Protagonist als Alkoholiker und Widerling
Das Milieu des Films ist das Prekariat, das in Folge der Industrialisierung im 19. Jahrhundert entstand. Zu ihm gehört auch Protagonist David Holm, ein Alkoholiker und Widerling, der von Regisseur Sjöström selbst gespielt wird. Frau und Kinder lässt er im Stich, stattdessen treibt er sich in Kneipen herum. Sein Verhalten stürzt die Familie letztlich in die Armut. Zerlumpt und unrasiert landet auf der Straße und im Obdachlosenheim.
Das weckt Mitleid, denn er scheint bloß das Opfer widriger Umstände zu sein. Nach und nach stellt sich jedoch heraus, dass er ein gehässiger und rachsüchtiger Mann ist, der ganz genau weiß, was er tut.
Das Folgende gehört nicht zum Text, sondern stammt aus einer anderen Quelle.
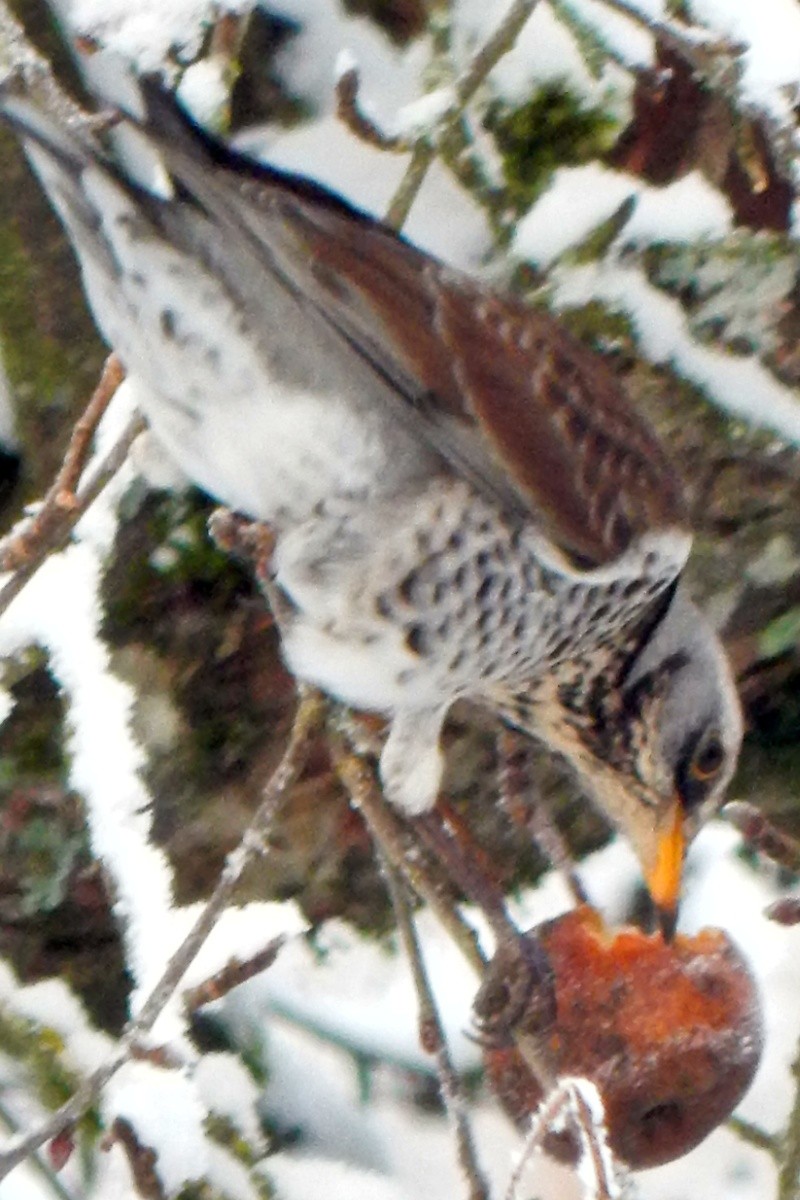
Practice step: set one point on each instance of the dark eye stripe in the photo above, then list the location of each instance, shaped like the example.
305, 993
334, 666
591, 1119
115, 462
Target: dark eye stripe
693, 777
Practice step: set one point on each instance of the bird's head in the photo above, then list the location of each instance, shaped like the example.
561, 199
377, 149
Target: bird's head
657, 745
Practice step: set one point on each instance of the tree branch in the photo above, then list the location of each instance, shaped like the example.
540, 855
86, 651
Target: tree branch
252, 845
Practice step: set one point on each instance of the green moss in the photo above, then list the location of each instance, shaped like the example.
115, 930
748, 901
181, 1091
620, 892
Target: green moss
553, 129
41, 1049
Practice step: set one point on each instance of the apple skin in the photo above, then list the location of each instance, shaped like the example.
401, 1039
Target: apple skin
669, 1032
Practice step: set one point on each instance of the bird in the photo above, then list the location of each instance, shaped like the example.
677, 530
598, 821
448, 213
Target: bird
464, 503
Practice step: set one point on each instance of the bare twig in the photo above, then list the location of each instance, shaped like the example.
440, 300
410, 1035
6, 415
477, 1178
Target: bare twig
142, 1159
234, 973
432, 1037
37, 533
19, 58
577, 1103
762, 835
350, 113
251, 845
788, 1176
464, 88
390, 834
515, 755
755, 1137
58, 532
38, 1162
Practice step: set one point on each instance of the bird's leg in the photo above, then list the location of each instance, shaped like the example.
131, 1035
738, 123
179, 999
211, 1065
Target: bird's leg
411, 761
515, 754
253, 543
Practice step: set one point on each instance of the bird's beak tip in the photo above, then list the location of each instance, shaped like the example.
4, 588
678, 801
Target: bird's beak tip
667, 921
663, 880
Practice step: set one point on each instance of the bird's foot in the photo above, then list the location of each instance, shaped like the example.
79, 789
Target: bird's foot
252, 543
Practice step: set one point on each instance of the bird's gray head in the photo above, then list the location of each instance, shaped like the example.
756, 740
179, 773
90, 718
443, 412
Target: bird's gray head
657, 747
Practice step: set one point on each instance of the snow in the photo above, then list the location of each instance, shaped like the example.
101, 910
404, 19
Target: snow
227, 1089
146, 31
298, 1179
316, 1019
163, 1109
53, 1006
444, 219
579, 199
739, 385
204, 89
770, 31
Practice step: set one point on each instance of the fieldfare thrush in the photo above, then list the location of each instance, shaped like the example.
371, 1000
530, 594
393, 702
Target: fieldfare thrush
463, 501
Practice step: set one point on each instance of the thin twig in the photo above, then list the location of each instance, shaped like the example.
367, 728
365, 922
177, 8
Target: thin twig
432, 1036
390, 834
251, 845
575, 1102
142, 1159
788, 1176
88, 493
60, 499
234, 973
34, 71
38, 1162
464, 88
515, 755
762, 835
350, 113
756, 1137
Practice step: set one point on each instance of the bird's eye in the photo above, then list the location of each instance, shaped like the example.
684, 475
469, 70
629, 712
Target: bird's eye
708, 759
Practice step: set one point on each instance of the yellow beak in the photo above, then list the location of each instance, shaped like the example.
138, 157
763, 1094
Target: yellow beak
663, 881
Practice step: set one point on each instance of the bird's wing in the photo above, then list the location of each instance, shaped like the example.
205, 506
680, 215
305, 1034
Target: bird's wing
499, 390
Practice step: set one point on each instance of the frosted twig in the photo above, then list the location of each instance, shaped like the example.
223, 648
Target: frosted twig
23, 61
234, 973
142, 1159
756, 1137
38, 1163
307, 719
762, 835
50, 528
575, 1103
464, 88
32, 540
432, 1036
515, 755
391, 837
350, 113
788, 1176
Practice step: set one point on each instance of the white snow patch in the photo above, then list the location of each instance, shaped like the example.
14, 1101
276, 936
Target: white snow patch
619, 33
60, 610
444, 219
425, 113
227, 1089
50, 1005
298, 1179
687, 210
770, 31
579, 199
167, 1116
205, 89
148, 30
740, 385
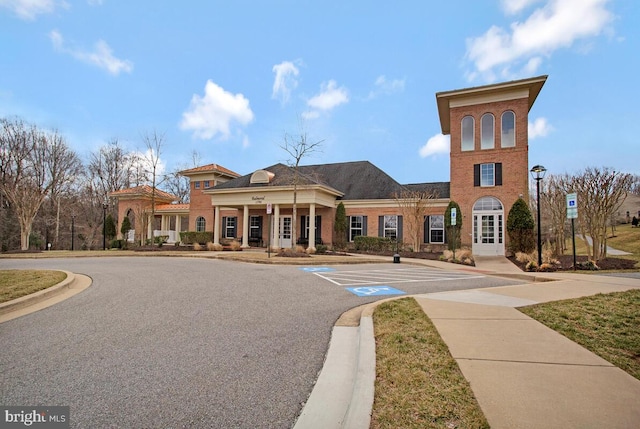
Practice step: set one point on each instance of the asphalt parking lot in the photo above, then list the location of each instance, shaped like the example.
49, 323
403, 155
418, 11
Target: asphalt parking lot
180, 342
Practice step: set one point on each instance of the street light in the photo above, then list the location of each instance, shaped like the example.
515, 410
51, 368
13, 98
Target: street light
104, 224
73, 230
537, 172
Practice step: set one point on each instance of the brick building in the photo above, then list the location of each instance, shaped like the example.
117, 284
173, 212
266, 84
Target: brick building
489, 171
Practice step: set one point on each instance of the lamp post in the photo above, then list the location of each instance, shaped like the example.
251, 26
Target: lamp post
73, 230
537, 172
104, 224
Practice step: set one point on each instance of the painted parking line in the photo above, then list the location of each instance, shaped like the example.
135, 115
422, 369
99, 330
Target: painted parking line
374, 291
317, 269
391, 276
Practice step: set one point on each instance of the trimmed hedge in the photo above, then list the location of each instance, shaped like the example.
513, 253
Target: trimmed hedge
191, 237
374, 244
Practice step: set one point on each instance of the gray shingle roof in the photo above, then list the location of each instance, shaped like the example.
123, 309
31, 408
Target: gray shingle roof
358, 180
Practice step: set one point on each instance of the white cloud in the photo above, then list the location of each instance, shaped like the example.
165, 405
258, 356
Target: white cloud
515, 6
285, 80
329, 97
386, 87
30, 9
438, 144
539, 128
213, 113
556, 24
101, 56
310, 114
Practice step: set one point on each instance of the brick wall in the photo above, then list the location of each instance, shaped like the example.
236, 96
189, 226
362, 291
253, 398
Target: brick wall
515, 164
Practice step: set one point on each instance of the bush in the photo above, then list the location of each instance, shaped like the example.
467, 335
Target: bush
520, 228
463, 256
211, 246
453, 230
192, 237
116, 244
374, 244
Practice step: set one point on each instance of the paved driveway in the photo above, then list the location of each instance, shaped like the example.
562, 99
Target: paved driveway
160, 342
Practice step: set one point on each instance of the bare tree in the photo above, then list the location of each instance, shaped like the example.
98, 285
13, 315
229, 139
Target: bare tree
601, 192
33, 163
154, 143
554, 190
110, 169
298, 147
177, 184
413, 205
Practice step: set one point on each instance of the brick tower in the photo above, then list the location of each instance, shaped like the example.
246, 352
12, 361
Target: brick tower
489, 156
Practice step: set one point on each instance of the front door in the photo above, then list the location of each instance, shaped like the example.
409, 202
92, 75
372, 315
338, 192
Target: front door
488, 234
285, 231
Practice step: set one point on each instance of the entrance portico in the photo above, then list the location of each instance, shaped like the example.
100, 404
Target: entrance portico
252, 201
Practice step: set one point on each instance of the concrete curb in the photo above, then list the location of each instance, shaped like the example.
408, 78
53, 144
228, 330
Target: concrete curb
72, 285
343, 394
41, 295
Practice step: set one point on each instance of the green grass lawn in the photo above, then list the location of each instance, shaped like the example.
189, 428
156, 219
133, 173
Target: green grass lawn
17, 283
418, 383
608, 325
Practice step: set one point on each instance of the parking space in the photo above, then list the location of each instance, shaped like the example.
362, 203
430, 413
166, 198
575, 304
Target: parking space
388, 276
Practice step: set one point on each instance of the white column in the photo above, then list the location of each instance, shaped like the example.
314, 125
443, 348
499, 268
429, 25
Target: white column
216, 226
312, 226
245, 227
275, 238
150, 228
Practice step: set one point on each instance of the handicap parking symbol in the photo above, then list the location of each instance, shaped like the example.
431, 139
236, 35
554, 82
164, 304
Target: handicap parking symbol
317, 269
374, 291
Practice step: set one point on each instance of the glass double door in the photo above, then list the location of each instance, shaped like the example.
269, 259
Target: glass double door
488, 234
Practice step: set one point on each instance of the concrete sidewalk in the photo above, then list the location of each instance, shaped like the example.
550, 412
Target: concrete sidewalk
523, 374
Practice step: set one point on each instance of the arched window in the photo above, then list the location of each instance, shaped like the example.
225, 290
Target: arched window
508, 136
487, 203
487, 135
201, 224
467, 133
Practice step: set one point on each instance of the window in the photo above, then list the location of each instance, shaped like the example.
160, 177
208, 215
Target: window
200, 223
508, 136
390, 226
487, 135
357, 226
487, 177
487, 174
468, 134
229, 226
436, 228
255, 227
487, 204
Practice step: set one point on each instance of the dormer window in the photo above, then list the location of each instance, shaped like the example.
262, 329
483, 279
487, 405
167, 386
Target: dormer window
262, 177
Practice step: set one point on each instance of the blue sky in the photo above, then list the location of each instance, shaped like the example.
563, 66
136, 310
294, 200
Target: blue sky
229, 78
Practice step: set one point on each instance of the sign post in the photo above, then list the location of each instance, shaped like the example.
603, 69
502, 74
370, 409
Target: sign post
454, 217
572, 213
269, 237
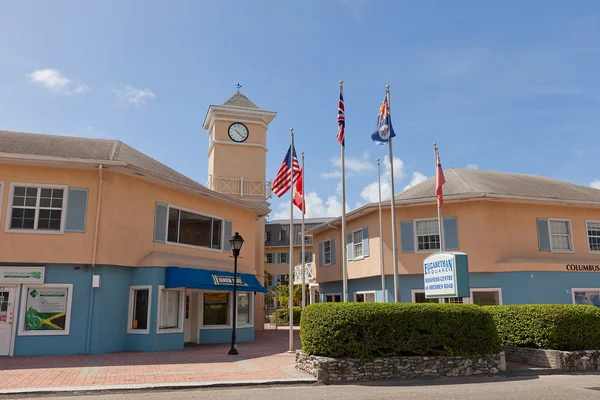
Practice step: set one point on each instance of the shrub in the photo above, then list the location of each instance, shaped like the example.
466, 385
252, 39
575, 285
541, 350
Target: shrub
370, 330
565, 327
284, 315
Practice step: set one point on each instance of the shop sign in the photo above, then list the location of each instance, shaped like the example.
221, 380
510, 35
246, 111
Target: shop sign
22, 274
227, 280
446, 274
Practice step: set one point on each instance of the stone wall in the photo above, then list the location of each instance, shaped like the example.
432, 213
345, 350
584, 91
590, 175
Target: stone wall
585, 360
347, 369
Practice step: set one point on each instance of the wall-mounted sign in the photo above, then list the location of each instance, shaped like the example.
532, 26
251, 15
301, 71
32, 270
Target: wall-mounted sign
446, 274
22, 274
227, 280
583, 267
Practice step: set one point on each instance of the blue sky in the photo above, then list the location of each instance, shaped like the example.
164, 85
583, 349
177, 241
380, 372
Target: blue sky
508, 86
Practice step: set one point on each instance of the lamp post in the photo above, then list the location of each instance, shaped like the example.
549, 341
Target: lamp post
236, 242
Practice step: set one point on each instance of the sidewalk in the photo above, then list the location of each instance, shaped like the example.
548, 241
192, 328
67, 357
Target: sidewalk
263, 361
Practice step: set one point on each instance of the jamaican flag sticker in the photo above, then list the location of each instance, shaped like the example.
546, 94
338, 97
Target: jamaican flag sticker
46, 309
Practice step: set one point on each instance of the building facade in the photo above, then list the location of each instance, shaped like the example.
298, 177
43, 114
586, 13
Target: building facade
104, 249
529, 239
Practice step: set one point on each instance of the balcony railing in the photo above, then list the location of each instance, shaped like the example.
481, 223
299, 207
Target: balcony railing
240, 186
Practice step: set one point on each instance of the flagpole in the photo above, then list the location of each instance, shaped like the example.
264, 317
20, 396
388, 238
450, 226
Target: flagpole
383, 292
393, 205
291, 236
344, 250
303, 249
435, 155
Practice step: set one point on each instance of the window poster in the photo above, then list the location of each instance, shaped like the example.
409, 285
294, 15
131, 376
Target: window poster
46, 309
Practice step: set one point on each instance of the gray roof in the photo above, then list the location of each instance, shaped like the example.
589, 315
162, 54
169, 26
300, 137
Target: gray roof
239, 100
475, 183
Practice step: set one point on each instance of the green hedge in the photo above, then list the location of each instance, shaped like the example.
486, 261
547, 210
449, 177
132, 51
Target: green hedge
370, 330
284, 315
565, 327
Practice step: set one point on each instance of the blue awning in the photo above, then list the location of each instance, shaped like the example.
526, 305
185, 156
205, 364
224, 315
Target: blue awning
176, 277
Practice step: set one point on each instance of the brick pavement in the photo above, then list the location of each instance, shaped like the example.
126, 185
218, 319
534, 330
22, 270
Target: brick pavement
265, 359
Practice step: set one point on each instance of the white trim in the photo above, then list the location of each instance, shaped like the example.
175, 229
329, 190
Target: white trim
587, 236
130, 330
182, 301
416, 237
39, 186
24, 289
570, 235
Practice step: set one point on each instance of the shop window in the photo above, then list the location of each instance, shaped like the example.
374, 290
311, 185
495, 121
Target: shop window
37, 208
170, 310
45, 310
139, 309
244, 310
215, 309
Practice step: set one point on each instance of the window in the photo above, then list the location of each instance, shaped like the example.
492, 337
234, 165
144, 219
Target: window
364, 297
327, 252
45, 310
215, 309
283, 258
560, 235
244, 311
428, 234
37, 208
194, 229
357, 243
170, 308
333, 298
139, 309
593, 230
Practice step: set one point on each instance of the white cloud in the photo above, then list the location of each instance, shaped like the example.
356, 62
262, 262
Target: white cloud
134, 96
53, 80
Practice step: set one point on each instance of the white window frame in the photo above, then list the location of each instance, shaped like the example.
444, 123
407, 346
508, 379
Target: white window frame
332, 294
416, 237
24, 290
373, 292
38, 186
130, 330
587, 236
189, 246
182, 300
570, 235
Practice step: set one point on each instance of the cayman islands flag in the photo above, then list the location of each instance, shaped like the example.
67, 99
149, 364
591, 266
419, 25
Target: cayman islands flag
383, 130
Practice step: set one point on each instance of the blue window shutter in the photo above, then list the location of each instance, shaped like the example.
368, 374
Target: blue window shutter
543, 234
160, 223
407, 235
227, 234
366, 242
450, 233
332, 246
76, 210
350, 248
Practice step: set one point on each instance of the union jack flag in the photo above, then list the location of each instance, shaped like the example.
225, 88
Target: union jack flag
281, 183
341, 117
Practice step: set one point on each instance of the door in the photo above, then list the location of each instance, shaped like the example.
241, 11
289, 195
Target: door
7, 308
187, 326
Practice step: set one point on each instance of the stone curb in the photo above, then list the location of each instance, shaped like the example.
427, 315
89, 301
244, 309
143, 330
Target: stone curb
160, 386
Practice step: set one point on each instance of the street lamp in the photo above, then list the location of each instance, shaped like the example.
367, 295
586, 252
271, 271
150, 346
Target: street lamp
236, 242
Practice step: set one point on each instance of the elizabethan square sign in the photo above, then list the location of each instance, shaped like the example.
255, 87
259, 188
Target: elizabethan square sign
446, 274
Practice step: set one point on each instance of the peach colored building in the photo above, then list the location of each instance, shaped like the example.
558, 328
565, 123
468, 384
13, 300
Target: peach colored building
529, 239
104, 249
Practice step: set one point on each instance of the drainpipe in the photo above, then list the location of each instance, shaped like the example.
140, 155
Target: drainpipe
94, 255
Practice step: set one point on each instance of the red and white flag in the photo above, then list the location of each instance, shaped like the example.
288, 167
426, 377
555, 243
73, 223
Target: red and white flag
439, 181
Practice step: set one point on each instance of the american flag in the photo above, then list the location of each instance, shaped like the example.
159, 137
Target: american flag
281, 184
341, 117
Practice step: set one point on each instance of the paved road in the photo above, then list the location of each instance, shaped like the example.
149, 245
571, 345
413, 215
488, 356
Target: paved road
578, 387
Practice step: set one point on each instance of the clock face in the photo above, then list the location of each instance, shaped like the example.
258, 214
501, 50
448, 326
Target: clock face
238, 132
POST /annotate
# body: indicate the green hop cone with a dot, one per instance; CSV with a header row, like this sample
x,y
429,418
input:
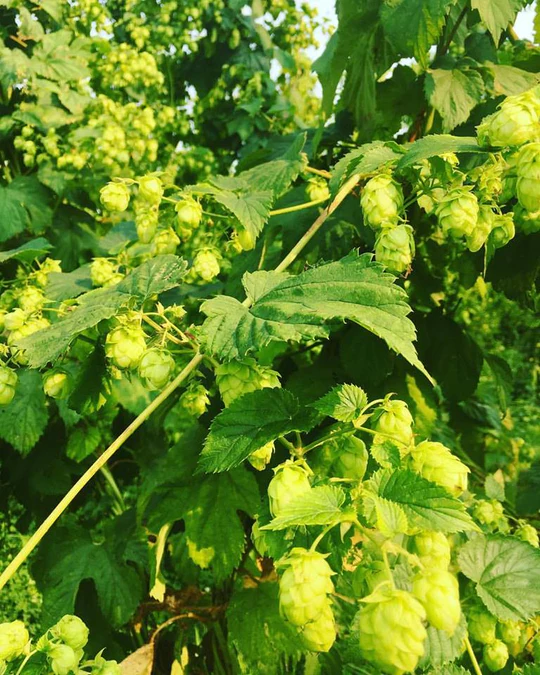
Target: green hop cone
x,y
381,201
260,458
15,319
320,635
188,213
515,123
503,230
102,271
206,265
304,586
528,182
31,299
8,385
245,238
392,632
165,242
150,189
125,345
495,655
62,659
438,591
115,196
236,378
195,400
394,247
352,458
433,549
146,222
72,631
57,383
13,639
509,632
394,422
317,189
488,512
436,463
482,625
104,667
529,533
482,229
156,367
289,481
457,212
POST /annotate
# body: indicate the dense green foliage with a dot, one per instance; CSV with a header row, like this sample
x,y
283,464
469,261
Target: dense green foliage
x,y
278,351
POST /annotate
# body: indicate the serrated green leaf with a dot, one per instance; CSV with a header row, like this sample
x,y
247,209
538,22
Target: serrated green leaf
x,y
215,534
69,557
322,505
151,278
442,649
454,93
507,575
363,161
308,305
390,518
424,21
435,145
426,505
27,252
24,420
251,421
497,14
66,285
494,488
344,403
252,210
509,81
256,631
24,205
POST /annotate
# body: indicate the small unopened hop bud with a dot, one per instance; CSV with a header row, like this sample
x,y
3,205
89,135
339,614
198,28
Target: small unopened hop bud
x,y
438,591
115,196
13,639
436,463
289,482
381,201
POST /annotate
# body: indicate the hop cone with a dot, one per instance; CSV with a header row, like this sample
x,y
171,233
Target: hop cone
x,y
436,463
392,632
352,459
457,212
394,248
395,423
528,182
381,201
482,229
236,378
496,655
289,481
433,549
482,625
438,591
320,635
304,586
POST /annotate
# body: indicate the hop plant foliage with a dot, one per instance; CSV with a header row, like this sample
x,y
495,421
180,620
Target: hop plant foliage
x,y
274,353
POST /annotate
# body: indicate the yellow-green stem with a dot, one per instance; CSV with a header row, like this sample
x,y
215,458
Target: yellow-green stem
x,y
303,241
62,505
298,207
472,656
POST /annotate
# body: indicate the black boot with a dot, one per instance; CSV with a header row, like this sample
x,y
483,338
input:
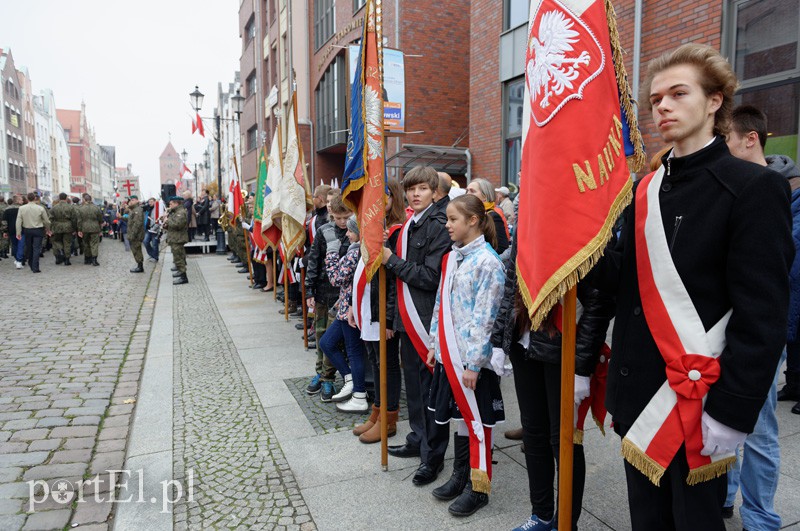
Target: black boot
x,y
790,391
458,480
468,502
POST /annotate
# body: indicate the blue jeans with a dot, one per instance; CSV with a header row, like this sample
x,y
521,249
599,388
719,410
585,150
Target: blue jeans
x,y
759,468
336,332
151,244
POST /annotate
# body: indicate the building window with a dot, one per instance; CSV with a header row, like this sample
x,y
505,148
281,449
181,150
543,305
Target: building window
x,y
515,12
331,106
763,38
250,31
513,99
252,138
251,85
324,22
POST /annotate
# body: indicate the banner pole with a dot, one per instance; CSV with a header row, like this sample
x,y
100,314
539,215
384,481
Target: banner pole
x,y
566,441
382,369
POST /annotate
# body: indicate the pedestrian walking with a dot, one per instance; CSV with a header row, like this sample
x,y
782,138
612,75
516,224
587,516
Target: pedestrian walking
x,y
65,224
136,232
177,237
33,222
90,223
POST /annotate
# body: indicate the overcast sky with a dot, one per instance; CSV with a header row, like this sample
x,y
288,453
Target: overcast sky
x,y
134,63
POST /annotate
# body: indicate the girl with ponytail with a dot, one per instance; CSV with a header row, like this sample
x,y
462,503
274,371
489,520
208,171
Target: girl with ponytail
x,y
465,387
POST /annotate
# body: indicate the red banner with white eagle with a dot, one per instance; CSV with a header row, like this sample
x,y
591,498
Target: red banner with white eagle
x,y
574,179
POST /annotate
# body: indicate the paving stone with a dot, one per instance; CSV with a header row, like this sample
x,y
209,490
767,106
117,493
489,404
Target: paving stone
x,y
40,520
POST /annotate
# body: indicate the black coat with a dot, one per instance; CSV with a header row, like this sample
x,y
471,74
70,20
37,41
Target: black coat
x,y
590,333
317,283
732,248
428,241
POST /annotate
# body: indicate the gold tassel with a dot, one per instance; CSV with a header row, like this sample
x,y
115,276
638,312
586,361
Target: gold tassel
x,y
579,266
642,462
710,471
481,481
637,161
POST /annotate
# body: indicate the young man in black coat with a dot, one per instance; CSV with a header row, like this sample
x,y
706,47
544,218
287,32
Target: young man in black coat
x,y
725,230
420,270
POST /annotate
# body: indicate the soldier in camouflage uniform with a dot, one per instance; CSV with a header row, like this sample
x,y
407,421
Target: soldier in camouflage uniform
x,y
136,232
3,229
64,224
90,223
177,235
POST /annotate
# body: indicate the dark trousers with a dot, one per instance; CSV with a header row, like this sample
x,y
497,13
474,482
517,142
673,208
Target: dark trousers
x,y
393,381
429,437
33,246
538,387
259,273
674,505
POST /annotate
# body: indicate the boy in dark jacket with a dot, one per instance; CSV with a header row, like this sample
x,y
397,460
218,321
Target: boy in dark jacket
x,y
417,263
321,296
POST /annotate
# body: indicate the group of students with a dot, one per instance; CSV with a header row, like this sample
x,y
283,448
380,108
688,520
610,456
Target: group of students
x,y
697,278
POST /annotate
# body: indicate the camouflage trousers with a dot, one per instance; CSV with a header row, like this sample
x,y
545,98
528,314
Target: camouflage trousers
x,y
179,256
62,241
136,249
321,322
91,244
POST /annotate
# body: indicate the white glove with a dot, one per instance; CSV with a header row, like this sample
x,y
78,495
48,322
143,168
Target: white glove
x,y
719,438
499,362
581,388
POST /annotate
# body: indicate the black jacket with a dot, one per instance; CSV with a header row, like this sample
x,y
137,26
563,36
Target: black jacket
x,y
428,241
317,283
590,333
728,225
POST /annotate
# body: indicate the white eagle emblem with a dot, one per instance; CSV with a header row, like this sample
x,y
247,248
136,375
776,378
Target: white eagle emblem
x,y
555,71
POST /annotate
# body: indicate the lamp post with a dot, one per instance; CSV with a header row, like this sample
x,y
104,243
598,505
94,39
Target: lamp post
x,y
196,98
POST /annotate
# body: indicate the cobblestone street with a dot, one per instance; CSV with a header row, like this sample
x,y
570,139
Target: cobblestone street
x,y
74,343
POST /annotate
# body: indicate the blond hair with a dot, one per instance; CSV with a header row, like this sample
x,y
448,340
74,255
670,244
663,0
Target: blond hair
x,y
715,75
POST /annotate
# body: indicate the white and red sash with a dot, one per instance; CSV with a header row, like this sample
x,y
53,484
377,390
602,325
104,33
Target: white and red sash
x,y
673,416
408,311
480,436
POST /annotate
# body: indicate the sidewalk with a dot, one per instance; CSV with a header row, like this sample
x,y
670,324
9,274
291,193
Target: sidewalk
x,y
312,472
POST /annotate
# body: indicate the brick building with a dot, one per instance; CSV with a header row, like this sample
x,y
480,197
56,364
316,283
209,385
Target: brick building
x,y
436,50
759,38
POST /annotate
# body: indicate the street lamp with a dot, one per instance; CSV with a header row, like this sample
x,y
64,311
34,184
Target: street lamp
x,y
237,101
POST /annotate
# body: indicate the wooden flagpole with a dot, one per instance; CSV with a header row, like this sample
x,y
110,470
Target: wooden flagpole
x,y
242,212
382,369
566,442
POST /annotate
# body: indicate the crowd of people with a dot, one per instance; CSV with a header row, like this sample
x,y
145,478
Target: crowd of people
x,y
690,313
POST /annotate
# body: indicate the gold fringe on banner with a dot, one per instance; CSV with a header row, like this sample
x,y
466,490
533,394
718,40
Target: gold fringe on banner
x,y
568,275
481,481
637,161
642,462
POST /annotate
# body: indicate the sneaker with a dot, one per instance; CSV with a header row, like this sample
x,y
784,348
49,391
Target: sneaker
x,y
346,391
534,524
327,391
315,385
Hämisch wünscht er seinen Mitmenschen nur das Schlechteste. Rücksichtslos stiftet er sie zum Trinken an und zieht sie ebenfalls in den Alkoholismus. Doch Holm hat keine Ahnung, welches düstere Schicksal im bevorsteht.
Mit der Wendung vom Opfer zum Täter erteilt der Film eine Absage an die Milieutheorie, welche alle Handlungen auf die sozialen Umstände zurückführt. In unserer linken Gesellschaft ist die Milieutheorie ein gängiges Werkzeug, das alle sozialen Differenzen mit den fehlenden Chancen am Arbeitsmarkt erklärt. Dabei werden nicht nur entscheidende kulturelle Faktoren ausgeklammert, mit diesem Kniff werden ganze Gesellschaftsschichten ihrer persönlichen Verantwortung enthoben und jegliche Schuld wird auf die Mehrheitsgesellschaft projiziert!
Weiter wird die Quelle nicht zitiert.